It was a Sgt. Pepper album cover of the wanted, in a White Album summer of wantonness. It was the happiest night of our sick lives, when, after the disc of polyvinyl ricocheted and ripped itself apart; after the largest remnant crashed into a field of grass; after the interval between tracks; after the center fielder ran from the warning track, we called each other from the comparative safety of our homes. We called with news, for someone had shot Andy Warhol at Yankee Stadium; and Huey Newton at the Oakland Coliseum; and Bucky Dent at Fenway Park. Someone had also seated D.B. Cooper next to Joseph Kony, next to Rafael Cruz, next to Ted Cruz. Someone had started the wave among a collection of cutouts.
The wave flooded the streets with protesters, from the Bronx to the Bay Area to the Back Bay of Boston.
The protesters wore silver wigs and white button-down shirts; the shirts stained with the blood of bankers, the shirts chained with purses wrought in aluminum, tin, and steel. The protesters reeked not of iron, but of salt and sugar. The protesters were pop-up martyrs in a sea of tomato soup. The protesters were hired guns on E. 161st St., and armed citizens outside 7000 Coliseum Way. The protesters also assembled at 4 Jersey St., dressed in jerseys bearing the numbers of Williams, Fisk, and Rice.
The protesters policed the streets with the selective justice of geography, dancing on car rooftops in New York City, smashing cars with New York license plates in Boston, smashing car dealerships—and more—in Oakland.

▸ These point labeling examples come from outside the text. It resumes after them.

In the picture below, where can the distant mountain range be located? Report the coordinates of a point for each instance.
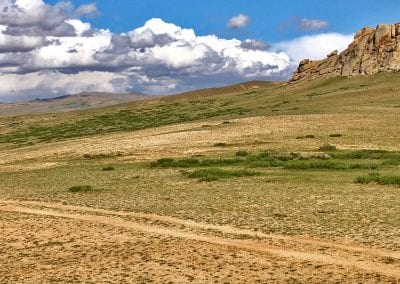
(79, 101)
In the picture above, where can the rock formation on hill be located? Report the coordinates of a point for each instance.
(372, 50)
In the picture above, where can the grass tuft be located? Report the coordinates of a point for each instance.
(379, 179)
(327, 147)
(82, 188)
(242, 153)
(109, 168)
(214, 174)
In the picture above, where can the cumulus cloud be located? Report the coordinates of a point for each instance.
(312, 24)
(314, 46)
(48, 50)
(89, 10)
(238, 21)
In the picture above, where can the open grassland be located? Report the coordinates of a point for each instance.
(260, 182)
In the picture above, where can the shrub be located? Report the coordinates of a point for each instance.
(242, 153)
(109, 168)
(335, 135)
(379, 179)
(327, 147)
(214, 174)
(220, 144)
(81, 188)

The protesters did, however, let satellite trucks go where no ambulance could enter and no patrol car could leave. The trucks bore the logos and letters of their respective regions, like a caravan of oracles and ornithologists; like a collection of floating eyes and flirting peacocks; like a convention of on-air talent from CBS and NBC, because no one watched ABC.
The last truck to arrive got the first set of interviews.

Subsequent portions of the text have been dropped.